Downes pulled a face at that. Mulrooney just shrugged.
"No, sir. I could run down to the courthouse and get one--I've got sufficient cause with Mrs. O'Doul's identification. But, I have to tell you, sir, that if I do go down to the courthouse, I'll be leaving my partner here in the parking lot to keep watch over this room. Just in case Mickey O were to happen to actually be here and actually try to sneak away. It would be much simpler for all of us if you just let the two of us in." He looked the epitome of reasonableness, but his partner was smirking.
"Very well, Officer Mulrooney. Please. Come in." I stepped from the door. As I moved back I noticed a small spot of blood on the couch. Damn, I'd thought I'd gotten it all earlier. Quickly I flipped the towel onto the sofa, a casual move a man would do when done drying his hands, and managed to land it right over that bloody spot.
They came in. Mulrooney moved to the middle of the room. Downes stood just inside the door, sideways, I presume so that he could see outside as well as in. Mulrooney took in the room, what there was of it. He bent over and looked under the bed. I prayed he wouldn't do the same with the couch. He didn't.
"Mind if I have a look in the bathroom, sir?"
"Be my guest, officer."
He walked to the bathroom door. Before entering the little room he unsnapped the flap of his holster and drew out his service revolver. I noted that Downes had done the same.
Mulrooney stepped back into the main room.
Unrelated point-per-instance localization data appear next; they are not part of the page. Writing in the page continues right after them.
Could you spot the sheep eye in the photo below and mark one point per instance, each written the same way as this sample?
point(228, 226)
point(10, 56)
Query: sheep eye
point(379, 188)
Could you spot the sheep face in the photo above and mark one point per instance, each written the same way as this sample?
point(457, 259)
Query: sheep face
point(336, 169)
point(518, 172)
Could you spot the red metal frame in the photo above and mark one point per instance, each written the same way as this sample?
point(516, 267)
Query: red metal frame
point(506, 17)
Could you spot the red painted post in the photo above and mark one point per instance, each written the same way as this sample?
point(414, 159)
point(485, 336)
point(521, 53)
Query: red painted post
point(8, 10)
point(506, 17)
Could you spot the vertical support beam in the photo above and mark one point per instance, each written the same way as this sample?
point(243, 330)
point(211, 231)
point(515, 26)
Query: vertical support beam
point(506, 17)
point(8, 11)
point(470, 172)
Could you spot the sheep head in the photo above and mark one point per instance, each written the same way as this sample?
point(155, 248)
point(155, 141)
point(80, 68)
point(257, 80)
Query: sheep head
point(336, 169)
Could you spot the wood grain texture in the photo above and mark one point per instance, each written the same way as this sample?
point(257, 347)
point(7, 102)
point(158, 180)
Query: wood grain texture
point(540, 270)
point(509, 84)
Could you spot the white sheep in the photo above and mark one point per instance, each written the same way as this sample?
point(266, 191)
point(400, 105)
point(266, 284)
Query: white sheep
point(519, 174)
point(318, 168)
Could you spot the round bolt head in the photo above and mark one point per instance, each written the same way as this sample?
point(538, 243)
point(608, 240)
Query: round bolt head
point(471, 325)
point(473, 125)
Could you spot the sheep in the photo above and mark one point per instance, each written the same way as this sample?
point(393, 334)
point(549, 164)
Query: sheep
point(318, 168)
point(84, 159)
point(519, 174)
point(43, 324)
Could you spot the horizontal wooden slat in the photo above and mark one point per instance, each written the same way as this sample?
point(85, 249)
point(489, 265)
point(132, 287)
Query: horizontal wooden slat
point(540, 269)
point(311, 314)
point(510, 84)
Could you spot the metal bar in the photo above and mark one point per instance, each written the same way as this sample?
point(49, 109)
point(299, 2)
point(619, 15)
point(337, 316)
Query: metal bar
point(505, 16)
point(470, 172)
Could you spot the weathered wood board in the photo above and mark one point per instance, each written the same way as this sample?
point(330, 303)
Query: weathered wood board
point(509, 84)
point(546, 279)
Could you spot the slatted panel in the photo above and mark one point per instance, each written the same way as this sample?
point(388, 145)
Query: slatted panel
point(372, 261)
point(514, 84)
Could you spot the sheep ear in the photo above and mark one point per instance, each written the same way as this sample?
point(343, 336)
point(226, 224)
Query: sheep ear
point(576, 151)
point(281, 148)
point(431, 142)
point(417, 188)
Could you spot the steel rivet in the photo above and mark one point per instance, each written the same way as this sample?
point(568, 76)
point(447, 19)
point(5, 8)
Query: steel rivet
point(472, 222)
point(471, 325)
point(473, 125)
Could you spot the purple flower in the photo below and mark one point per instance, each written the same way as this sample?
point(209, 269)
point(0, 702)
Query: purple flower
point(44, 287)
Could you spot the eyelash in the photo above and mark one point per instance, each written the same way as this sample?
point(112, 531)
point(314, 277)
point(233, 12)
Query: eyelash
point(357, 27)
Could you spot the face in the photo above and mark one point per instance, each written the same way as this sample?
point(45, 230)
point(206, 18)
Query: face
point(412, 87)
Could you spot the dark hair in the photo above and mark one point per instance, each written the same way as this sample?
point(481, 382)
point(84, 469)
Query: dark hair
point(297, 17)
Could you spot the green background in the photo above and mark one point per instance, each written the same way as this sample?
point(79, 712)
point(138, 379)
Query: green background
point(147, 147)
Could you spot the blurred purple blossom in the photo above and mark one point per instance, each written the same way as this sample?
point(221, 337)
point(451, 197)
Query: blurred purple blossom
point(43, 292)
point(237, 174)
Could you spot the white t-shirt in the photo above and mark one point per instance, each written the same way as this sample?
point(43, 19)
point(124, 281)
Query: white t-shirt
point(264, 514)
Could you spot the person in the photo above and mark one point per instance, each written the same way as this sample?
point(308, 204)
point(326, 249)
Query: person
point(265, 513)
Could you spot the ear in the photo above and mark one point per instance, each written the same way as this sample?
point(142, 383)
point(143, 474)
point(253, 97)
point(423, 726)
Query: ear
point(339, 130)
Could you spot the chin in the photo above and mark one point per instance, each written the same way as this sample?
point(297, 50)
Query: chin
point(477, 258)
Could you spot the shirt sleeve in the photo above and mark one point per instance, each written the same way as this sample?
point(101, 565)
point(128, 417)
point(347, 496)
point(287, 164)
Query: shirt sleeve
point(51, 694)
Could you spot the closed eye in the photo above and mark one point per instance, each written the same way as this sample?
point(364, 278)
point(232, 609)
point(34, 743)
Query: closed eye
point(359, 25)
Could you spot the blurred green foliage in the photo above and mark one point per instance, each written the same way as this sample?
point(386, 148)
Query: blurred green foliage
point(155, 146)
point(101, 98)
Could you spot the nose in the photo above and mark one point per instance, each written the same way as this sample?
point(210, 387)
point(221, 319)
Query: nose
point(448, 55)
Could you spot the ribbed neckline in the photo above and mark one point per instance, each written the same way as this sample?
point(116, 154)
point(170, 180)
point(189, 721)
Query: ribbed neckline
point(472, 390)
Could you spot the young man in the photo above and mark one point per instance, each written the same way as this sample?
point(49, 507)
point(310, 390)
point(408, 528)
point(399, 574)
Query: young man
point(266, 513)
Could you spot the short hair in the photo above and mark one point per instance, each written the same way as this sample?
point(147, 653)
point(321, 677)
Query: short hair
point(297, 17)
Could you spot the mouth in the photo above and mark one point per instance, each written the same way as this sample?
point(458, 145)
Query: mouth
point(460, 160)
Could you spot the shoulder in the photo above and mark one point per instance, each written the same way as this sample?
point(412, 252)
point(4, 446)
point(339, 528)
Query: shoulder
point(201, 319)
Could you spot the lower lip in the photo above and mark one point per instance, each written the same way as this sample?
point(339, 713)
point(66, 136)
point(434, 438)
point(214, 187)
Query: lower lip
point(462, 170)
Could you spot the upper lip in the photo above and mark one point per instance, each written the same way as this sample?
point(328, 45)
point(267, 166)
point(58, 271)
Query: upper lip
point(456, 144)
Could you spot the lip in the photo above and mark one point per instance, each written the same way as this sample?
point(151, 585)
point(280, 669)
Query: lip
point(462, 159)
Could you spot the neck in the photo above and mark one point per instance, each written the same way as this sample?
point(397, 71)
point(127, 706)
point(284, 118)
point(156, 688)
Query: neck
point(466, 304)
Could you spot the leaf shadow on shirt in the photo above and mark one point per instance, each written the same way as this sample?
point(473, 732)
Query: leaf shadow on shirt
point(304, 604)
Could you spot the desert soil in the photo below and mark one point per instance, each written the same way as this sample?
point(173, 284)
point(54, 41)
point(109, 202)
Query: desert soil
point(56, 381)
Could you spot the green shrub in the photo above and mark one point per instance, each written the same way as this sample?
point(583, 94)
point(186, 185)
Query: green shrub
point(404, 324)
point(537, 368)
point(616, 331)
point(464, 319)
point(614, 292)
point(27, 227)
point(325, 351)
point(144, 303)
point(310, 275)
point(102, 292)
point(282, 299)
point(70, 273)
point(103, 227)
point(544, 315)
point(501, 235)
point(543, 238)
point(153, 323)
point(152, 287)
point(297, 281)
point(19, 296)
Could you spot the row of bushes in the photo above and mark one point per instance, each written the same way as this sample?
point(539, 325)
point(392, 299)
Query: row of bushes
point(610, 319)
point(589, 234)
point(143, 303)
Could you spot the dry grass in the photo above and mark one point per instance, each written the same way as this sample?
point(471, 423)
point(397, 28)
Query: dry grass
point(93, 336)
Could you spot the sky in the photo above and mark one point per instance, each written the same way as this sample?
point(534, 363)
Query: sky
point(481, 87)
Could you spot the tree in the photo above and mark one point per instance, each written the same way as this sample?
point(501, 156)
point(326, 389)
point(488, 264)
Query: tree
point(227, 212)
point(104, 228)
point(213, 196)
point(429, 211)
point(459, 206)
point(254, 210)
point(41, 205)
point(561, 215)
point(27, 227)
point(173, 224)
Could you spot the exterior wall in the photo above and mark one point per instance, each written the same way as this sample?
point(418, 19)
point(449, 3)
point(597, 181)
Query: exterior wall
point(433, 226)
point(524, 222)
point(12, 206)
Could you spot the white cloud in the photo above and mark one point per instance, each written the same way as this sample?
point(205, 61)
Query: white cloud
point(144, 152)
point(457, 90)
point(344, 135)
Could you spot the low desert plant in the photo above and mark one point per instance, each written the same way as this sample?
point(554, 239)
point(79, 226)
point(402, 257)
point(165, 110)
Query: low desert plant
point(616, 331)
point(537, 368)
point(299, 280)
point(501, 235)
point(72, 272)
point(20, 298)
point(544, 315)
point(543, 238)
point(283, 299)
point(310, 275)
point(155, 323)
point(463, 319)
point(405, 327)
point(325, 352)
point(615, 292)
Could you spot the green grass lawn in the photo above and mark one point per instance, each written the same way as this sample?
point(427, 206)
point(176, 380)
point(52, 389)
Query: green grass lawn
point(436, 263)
He glanced at his partner, shrugged and said, "All clear in there, Scottie." They both put their weapons back.
He turned to me. "Sorry to have troubled you, sir. It looks like Mrs. O'Doul was wrong after all."
"That's okay. No harm done."
"My apologies again, sir. Just so you know, though, we'll be keeping an eye on that vehicle for a day or so. If no one comes for it, we'll tow it..."
I jumped. So did Downes. Mulrooney glared at me. No one moved for a long moment.
Mulrooney said, "Sounds like a cell phone."
"Uh, yeah. It is. Startled me, " I said, thinking furiously. God, I hate those things.
He inclined his head towards the sofa. "You always keep your cell phone under the couch, do you?"
I didn't reply right away. He glanced at his partner and they both drew their weapons again.
Brrrreeeep. It stopped in mid-ring.
Mulrooney squatted down in front of the couch. He reached underneath. Withdrew his hand. Looked up at me. Nodded to Downes, who pointed his pistol in my general direction.
Mulrooney moved to his knees and peered under the sofa. He looked up at Downes and grinned.
"Good old Mrs. O'Doul," he said.
I think I'm going to need a New Plan.